Try these strategies to reframe your thinking:
- Avoid words like “never” or “always” when talking about yourself or others. Statements like “This never works” or “You’re always forgetting things” make you feel your anger is justified. Such statements also alienate people who might otherwise be willing to work with you on a solution.
- Use logic. Even when it’s justified, an emotion can quickly become irrational. Remind yourself that the world is not out to get you. Do this each time you start feeling stressed, and you’ll get a more balanced perspective.
- Translate expectations into desires. Emotional people tend to demand things, whether it’s fairness, appreciation, agreement or willingness to do things their way. Try to change your demands into requests. And if things don’t go your way, try not to let your disappointment turn into anger, sadness, or hopelessness.
Next, relax. Simple relaxation or mindfulness strategies, such as deep breathing and relaxing imagery, can help soothe overwhelming feelings.

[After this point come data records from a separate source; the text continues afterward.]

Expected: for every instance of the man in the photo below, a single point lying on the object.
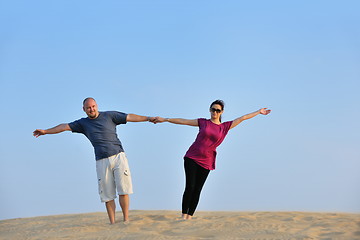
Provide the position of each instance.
(111, 163)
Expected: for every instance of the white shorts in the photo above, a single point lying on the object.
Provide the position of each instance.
(113, 174)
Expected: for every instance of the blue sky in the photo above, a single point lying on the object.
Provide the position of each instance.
(173, 58)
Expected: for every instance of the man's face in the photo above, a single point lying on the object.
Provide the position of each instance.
(91, 109)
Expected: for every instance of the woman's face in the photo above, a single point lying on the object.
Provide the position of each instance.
(216, 111)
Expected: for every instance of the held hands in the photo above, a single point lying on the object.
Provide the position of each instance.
(157, 119)
(264, 111)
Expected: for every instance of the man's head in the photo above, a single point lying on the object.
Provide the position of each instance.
(90, 107)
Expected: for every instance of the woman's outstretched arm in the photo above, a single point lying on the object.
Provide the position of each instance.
(237, 121)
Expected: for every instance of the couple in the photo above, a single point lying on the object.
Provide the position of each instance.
(112, 165)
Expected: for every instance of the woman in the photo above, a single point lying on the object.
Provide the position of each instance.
(200, 158)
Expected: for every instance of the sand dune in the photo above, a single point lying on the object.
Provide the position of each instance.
(205, 225)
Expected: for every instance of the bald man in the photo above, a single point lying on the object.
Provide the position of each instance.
(111, 163)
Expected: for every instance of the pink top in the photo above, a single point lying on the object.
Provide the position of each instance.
(210, 136)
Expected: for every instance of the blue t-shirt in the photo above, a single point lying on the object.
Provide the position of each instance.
(101, 132)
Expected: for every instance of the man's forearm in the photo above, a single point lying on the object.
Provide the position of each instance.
(136, 118)
(58, 129)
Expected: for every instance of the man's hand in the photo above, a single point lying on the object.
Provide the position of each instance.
(39, 132)
(264, 111)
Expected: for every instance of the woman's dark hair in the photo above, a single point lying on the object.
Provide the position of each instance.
(219, 102)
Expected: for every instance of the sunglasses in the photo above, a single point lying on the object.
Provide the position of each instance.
(215, 110)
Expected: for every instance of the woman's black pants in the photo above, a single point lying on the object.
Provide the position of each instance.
(195, 179)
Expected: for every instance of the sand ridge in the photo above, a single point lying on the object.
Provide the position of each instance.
(205, 225)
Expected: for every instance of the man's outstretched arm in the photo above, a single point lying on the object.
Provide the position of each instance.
(138, 118)
(58, 129)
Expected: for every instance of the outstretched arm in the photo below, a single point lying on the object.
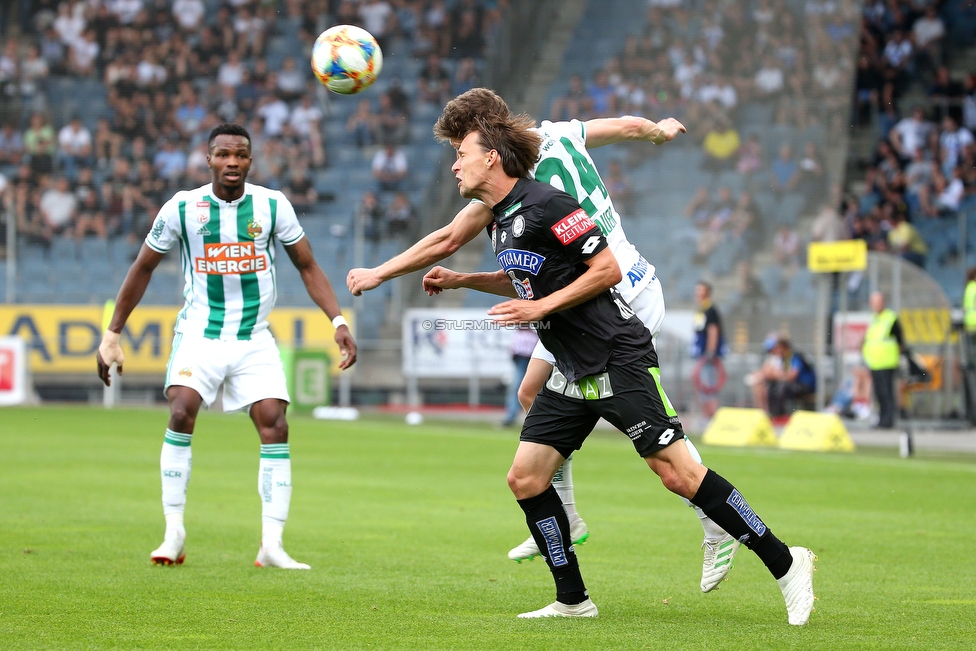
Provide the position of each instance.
(320, 290)
(606, 131)
(440, 244)
(131, 292)
(491, 282)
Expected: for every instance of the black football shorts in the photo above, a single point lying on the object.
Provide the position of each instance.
(629, 397)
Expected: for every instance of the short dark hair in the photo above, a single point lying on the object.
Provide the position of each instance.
(481, 110)
(228, 129)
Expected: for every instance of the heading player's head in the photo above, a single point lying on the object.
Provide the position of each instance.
(229, 158)
(459, 116)
(490, 141)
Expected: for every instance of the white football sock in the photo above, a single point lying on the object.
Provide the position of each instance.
(274, 486)
(562, 481)
(712, 530)
(175, 461)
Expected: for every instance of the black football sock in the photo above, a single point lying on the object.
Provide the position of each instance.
(549, 525)
(725, 505)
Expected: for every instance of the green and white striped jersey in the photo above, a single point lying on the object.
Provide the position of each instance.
(228, 255)
(565, 164)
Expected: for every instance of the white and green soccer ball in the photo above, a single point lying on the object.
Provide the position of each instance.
(346, 59)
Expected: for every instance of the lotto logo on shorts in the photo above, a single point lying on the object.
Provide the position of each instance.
(572, 226)
(737, 502)
(222, 258)
(554, 541)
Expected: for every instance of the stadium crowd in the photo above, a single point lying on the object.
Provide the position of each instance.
(172, 69)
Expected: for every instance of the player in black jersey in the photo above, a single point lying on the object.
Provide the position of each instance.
(560, 275)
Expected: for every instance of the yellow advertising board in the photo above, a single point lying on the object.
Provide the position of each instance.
(846, 255)
(64, 338)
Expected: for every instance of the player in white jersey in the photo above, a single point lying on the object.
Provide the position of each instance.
(225, 232)
(564, 163)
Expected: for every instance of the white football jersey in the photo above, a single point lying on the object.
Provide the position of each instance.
(565, 164)
(228, 255)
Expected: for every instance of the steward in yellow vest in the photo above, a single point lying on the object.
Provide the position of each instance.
(883, 345)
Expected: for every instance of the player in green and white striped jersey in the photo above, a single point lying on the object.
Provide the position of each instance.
(225, 233)
(564, 163)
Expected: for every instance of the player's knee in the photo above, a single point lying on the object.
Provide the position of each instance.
(276, 432)
(523, 485)
(181, 419)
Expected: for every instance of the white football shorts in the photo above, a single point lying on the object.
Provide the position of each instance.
(249, 370)
(648, 305)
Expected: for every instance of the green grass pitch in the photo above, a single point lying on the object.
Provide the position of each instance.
(406, 529)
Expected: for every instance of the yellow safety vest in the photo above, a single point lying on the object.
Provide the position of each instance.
(880, 350)
(969, 306)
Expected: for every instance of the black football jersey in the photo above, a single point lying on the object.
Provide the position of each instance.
(541, 237)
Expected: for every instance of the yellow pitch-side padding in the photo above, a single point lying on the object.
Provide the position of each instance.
(736, 427)
(811, 431)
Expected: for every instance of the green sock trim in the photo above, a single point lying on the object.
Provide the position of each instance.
(275, 451)
(177, 438)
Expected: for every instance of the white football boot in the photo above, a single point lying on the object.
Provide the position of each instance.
(797, 586)
(719, 559)
(276, 556)
(528, 550)
(557, 609)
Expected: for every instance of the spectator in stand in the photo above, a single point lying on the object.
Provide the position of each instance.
(749, 157)
(786, 244)
(291, 80)
(189, 15)
(944, 94)
(361, 125)
(11, 145)
(784, 172)
(699, 208)
(813, 176)
(377, 17)
(370, 216)
(574, 104)
(952, 142)
(466, 76)
(769, 80)
(905, 241)
(720, 146)
(74, 147)
(390, 168)
(391, 123)
(300, 190)
(434, 81)
(275, 114)
(619, 187)
(40, 144)
(58, 209)
(91, 219)
(34, 72)
(927, 33)
(169, 162)
(602, 95)
(786, 377)
(948, 194)
(399, 216)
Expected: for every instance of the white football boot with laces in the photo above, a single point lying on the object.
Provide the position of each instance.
(557, 609)
(276, 556)
(171, 551)
(719, 559)
(528, 550)
(797, 586)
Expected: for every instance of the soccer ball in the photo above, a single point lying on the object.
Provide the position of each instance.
(346, 59)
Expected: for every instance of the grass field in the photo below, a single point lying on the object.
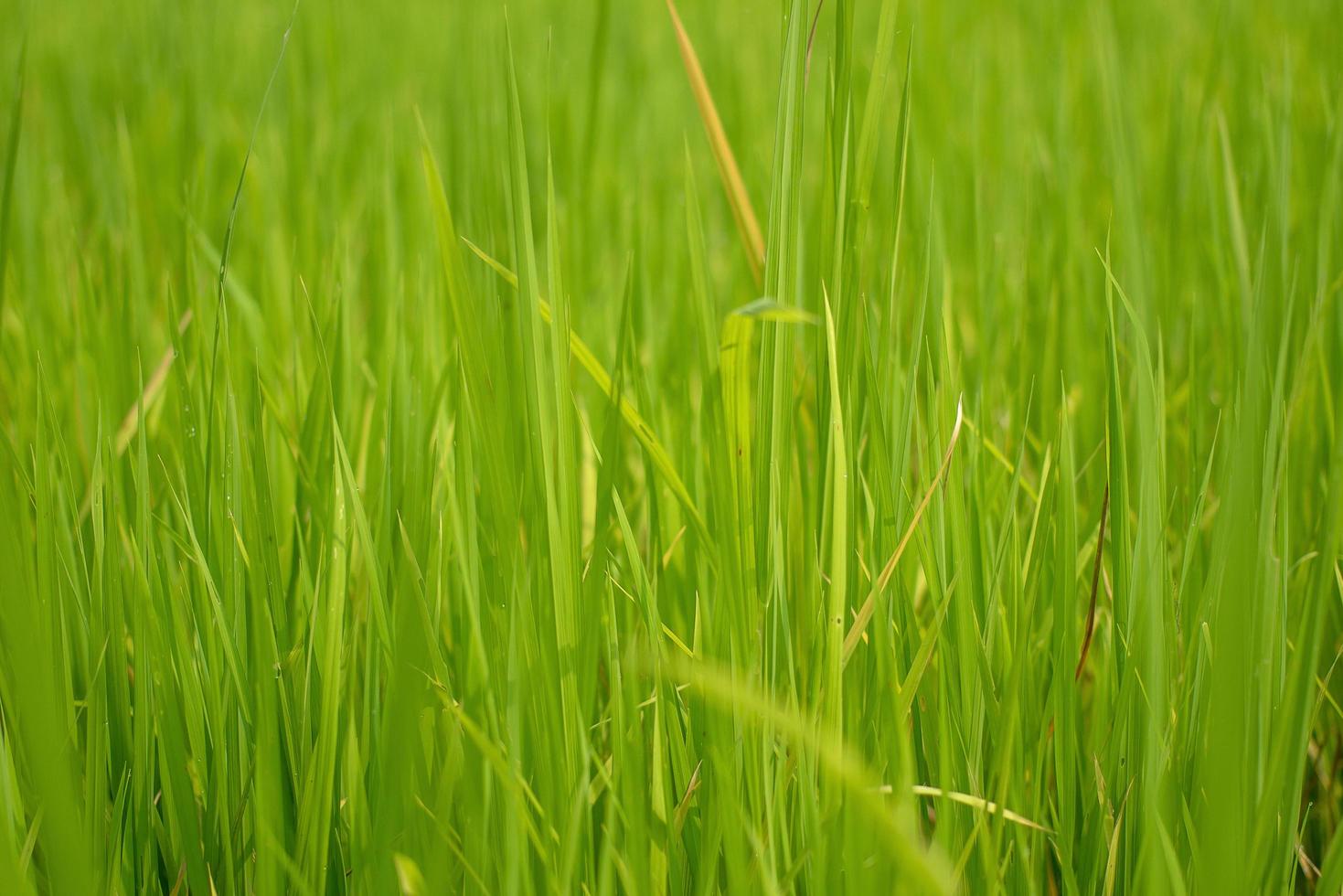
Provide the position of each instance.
(617, 448)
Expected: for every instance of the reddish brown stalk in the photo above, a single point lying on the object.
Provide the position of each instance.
(1091, 612)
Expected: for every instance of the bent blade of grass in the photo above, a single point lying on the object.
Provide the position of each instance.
(927, 869)
(981, 804)
(869, 606)
(632, 417)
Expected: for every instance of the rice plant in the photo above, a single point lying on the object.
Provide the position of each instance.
(666, 446)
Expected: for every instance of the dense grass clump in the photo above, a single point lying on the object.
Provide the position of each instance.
(630, 448)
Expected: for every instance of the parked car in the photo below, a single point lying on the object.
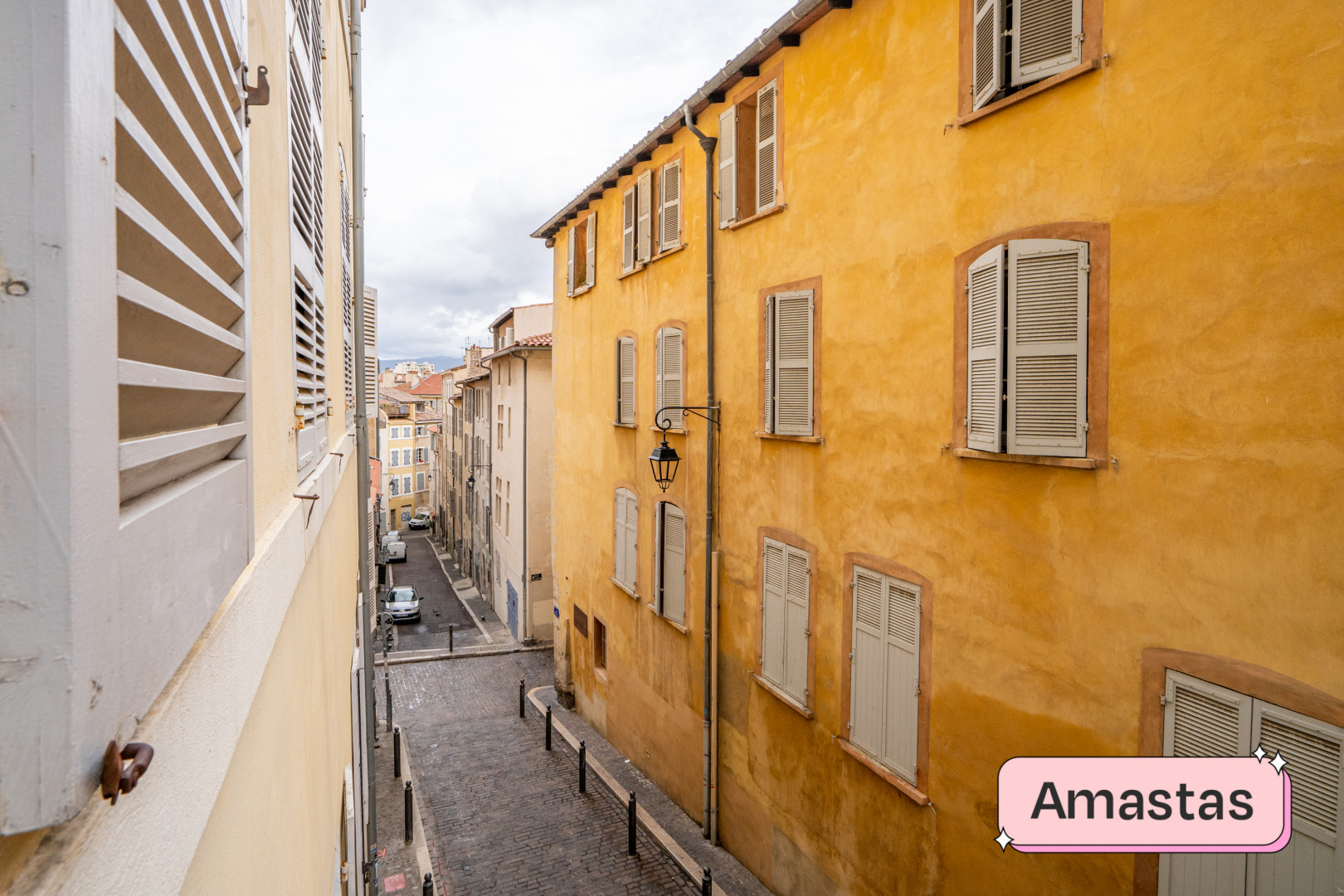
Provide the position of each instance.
(403, 603)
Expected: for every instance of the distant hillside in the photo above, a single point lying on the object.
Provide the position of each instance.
(440, 362)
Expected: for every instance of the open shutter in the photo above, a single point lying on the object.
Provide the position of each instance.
(1047, 38)
(628, 231)
(796, 581)
(793, 363)
(767, 156)
(728, 167)
(867, 683)
(670, 197)
(644, 215)
(674, 563)
(626, 381)
(984, 351)
(986, 56)
(773, 611)
(1203, 719)
(1047, 347)
(590, 241)
(902, 670)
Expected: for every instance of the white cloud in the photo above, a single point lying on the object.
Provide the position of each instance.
(483, 119)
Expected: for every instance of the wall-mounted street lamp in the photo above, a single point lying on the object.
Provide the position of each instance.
(665, 458)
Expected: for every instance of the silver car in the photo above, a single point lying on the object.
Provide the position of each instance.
(403, 603)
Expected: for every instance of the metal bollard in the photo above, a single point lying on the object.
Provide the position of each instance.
(410, 817)
(629, 848)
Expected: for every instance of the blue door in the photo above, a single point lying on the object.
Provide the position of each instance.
(513, 609)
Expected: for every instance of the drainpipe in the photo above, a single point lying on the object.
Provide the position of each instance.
(370, 592)
(710, 828)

If you practice one or more of these strategies often, it will be easier to apply them when deep emotions strike.
You can’t completely eliminate feelings.
But you can make changes to the way those events affect you, and the ways in which you respond. By making the effort to keep your emotions in check, you and the people close to you will be happier for the long run.
This process does not take place overnight. Don’t get me wrong, many people have epiphanies when doing deep work. But the execution of reprogramming years of experience takes time and repetition. Have patience with yourself, and understand that also seeking professional help with this process can go a long way towards guiding you to the future you desire.
How a psychologist can help
If you continue to feel overwhelmed, consult with a psychologist or other licensed mental health professional who can help you learn how to control your stressful emotions. He or she can help you identify problem areas and then develop an action plan for changing them.
**Disclosure: This blog is not meant to be a replacement for professional/licensed therapy.
Many people enjoy the DIY of mental health, but almost everyone needs support at one time or another, and no one should feel alone in their pain.
While almost anything can be found on the internet, if you’re in need of professional help do not hesitate to contact a licensed therapist.